Do lado de fora, eu podia ouvir a conversa dos dois na cozinha.

- Quando ele tiver seis talvez seja muito tarde. – minha mãe respondeu – Você sabe que não podemos nos basear no melhor quadro. Sempre pense no pior.

"Sempre pense no pior" foi a maior lição que já aprendi com ela.

Meu pai resmungou alguma coisa e saiu para onde eu estava, me olhando com irritação. Ele era bastante diferente de minha mãe, tanto no corpo quanto no espírito. Seu rosto suave não me impedia de sentir medo de seu gênio constantemente agressivo. Com aquela idade, eu não podia compreender suas atitudes abruptas e explosivas. Hoje compreendo, mais do que gostaria.

Ele arrancou um graveto de uma árvore próxima e se sentou ao meu lado com uma faca nas mãos. Começou a esculpir o galho até que ele se tornasse um cilindro, com uma pequena abertura no meio. Usou uma lixa para deixá-lo mais liso, e então fincou um pedaço fino de carvão na abertura central.

- Você sabe o que é isto, Iago?

Sacudi a cabeça, sem olhar para seu rosto. As palavras raramente tinham coragem de sair de minha boca para encontrar meu pai.

- Se chama lápis. E você nunca deve dizer a ninguém que tem um. Entendeu?

Acenei mais uma vez.

- Venha, vou te mostrar como funciona.

Ele me pegou pela mão e me puxou para dentro de casa.

Sobre a mesa da cozinha, minha mãe havia deixado uma folha de papel.

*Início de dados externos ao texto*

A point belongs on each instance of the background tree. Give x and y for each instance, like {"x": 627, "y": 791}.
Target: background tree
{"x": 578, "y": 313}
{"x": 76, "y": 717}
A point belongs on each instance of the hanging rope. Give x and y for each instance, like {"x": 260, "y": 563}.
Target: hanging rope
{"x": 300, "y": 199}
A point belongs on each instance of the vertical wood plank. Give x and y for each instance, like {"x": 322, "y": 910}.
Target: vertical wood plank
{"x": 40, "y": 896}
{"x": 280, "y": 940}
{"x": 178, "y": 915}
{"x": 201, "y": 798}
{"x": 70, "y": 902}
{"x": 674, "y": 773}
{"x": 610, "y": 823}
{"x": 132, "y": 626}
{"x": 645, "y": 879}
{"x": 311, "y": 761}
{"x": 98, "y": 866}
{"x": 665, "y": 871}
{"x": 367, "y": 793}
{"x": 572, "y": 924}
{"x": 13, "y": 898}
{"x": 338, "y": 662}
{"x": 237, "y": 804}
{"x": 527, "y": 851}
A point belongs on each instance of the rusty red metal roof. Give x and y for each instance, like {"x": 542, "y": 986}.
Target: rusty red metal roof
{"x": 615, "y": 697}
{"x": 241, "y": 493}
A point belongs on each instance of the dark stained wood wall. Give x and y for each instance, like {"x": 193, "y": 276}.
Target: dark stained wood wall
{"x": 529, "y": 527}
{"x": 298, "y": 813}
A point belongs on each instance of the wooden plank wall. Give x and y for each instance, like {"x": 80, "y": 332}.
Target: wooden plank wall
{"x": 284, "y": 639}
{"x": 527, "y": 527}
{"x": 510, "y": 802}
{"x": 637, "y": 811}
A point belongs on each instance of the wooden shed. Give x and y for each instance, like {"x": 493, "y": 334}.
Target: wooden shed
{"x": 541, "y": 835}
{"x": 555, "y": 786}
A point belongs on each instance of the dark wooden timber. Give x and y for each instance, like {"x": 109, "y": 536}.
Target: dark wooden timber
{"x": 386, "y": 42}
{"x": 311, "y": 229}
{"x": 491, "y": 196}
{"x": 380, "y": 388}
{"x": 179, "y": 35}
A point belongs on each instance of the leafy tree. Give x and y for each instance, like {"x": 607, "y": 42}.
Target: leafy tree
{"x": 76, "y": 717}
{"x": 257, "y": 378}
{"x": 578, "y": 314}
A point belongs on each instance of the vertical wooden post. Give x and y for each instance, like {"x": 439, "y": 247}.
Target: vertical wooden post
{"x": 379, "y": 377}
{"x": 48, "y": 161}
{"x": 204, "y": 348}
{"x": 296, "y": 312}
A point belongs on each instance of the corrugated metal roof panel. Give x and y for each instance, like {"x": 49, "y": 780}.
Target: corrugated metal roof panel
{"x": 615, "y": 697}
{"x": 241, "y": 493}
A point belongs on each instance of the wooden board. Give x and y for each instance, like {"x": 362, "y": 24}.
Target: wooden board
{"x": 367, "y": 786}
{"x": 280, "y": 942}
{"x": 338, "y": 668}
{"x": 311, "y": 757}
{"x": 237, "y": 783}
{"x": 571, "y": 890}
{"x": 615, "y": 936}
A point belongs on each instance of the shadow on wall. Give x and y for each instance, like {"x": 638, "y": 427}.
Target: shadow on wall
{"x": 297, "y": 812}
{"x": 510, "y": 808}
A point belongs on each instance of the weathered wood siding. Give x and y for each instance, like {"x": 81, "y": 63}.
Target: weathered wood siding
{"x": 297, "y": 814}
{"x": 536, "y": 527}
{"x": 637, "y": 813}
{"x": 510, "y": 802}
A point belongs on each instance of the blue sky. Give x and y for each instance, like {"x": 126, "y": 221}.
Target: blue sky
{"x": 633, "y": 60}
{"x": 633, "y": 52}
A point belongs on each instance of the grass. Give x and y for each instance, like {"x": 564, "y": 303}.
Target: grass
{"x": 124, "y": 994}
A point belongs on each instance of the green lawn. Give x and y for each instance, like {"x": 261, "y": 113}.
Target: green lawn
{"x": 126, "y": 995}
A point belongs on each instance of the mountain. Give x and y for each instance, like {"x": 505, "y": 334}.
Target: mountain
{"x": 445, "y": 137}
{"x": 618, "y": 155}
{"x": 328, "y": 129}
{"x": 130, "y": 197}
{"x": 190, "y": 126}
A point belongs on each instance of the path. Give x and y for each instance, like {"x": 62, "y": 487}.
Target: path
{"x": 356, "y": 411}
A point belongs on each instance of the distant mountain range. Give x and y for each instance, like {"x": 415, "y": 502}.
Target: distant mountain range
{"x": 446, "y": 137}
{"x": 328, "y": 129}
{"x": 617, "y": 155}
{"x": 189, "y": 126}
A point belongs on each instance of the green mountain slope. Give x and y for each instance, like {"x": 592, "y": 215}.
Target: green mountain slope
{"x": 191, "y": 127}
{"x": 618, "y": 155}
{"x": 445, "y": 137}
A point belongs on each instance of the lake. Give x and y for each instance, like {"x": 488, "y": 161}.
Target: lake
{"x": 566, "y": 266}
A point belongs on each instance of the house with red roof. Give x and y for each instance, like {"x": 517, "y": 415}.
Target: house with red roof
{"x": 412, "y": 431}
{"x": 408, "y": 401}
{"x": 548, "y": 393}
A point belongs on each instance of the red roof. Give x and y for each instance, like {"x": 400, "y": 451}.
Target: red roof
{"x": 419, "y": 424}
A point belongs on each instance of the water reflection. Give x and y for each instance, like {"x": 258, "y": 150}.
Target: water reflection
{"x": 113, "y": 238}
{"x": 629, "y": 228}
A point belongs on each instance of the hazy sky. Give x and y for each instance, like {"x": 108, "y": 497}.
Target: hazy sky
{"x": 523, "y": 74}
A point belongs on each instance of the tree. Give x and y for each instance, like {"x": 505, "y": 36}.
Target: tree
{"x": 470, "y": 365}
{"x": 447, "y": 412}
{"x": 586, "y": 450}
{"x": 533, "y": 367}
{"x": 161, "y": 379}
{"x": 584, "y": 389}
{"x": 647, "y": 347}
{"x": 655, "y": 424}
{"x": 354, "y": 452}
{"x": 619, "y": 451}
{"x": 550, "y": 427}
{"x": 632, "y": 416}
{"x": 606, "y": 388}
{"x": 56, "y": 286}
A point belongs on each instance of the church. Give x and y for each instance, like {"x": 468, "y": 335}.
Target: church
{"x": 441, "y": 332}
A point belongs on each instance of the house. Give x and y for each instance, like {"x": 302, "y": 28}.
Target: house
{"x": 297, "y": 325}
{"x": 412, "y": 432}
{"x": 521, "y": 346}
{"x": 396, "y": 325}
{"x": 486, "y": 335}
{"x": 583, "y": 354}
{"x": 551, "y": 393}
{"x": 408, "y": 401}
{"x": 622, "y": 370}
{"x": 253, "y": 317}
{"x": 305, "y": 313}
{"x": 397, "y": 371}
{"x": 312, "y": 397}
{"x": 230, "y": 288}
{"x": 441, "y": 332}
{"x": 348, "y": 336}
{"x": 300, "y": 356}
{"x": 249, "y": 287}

Eu a peguei quase com devoção, sentindo a lâmina delicada entre os dedos. Papel era um item raríssimo e cobiçado entre os Surdos.

Meu pai se sentou ao meu lado e pegou a folha. Ele traçou algumas letras, me indicando como o objeto deveria ser manuseado. Quando terminou, estendeu o lápis para mim.

Ergui a mão esquerda para pegá-lo.

Um tapa acertou minha mão, doendo. Puxei os dedos para perto de meu corpo, olhando com medo para seus olhos severos.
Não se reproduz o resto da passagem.